Libyan militants using their own stockpiles of weaponry deployed fighters to Tripoli whereby they laid siege to the justice ministry and the foreign ministry. They have declared that they will not lift the siege unless the General National Congress, the central government in Libya, adopts a bill which will see to the purging of former officials of Colonel Gaddafi's brutal regime.
A militiaman was quoted as saying that, "A delegation representing the government of [Libya's incumbent Prime Minister] Ali Zeidan came to meet us on Wednesday and asked us to lift the sieges but we refused. We will continue blocking the ministries of foreign affairs and justice until our demands are completely satisfied."
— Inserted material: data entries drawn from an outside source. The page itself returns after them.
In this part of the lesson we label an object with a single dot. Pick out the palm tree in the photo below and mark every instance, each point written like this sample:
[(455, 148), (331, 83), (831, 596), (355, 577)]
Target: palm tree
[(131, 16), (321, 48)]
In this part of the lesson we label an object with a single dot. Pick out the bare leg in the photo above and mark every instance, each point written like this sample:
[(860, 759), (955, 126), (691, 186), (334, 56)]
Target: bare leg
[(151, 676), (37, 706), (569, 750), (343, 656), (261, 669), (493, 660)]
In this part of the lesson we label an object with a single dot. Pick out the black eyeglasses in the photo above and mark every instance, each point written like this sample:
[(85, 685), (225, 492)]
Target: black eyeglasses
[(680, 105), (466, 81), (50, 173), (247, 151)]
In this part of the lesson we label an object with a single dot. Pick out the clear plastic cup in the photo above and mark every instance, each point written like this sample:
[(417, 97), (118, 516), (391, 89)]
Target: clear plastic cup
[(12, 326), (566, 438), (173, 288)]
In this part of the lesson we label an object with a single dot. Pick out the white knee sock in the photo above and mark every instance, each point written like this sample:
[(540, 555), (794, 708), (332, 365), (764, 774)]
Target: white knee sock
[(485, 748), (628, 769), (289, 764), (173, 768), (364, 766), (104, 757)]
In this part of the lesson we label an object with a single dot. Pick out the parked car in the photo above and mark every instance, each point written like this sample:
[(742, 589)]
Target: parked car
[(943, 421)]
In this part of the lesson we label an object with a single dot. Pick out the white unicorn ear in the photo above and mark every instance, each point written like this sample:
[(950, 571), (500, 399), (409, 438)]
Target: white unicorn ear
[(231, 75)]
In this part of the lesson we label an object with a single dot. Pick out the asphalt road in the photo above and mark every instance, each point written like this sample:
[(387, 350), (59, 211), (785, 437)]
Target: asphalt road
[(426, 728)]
This quite aptly, in my view, shows the ready degree to which groups in Libya of various political and tribal ilks will resort to potentially violent stand offs in order to ensure that their interests are secure. Many in Tripoli openly protested the move by this particular group of gunmen saying that public and governmental institutions should be respected and not subverted through the threat of force and armed confrontation. The gunmen taking this action serve to show us how many tribal groups are dissatisfied with the government and see it as merely another illegitimate and unrepresentative entity. In essence because, in their stated view, some members of this government previously served under Gaddafi during the lengthy rule of his regime and retain their positions of power.
When Gaddafi was ousted back in 2011 the ragtag rebels who led the campaign against his regime came from different tribal divisions across the country. Many, including this humble observer, speculated that any future central government in Libya would be of a trivial nature or even weak and of little importance, like the Lebanese government down through the decades. Or, in the worst case scenario the country essentially divided amongst tribal lines. Various rebel groups refusing to relinquish their arms to the central government that came into being after Gaddafi's aforementioned reign was of no surprise.
The General National Congress in question has been debating and reviewing laws that could be implemented in order to remove many who served in the government during the days of Gaddafi from the positions of power which they currently hold. This is to a latent degree similar to the manner in which the United States-led coalition in Iraq opted to disband the Iraqi military and subsequently strip former Baathists, many of whom had no real allegiances to Saddam Hussein but nonetheless joined the party to further their careers and life prospects, of their careers and positions of power.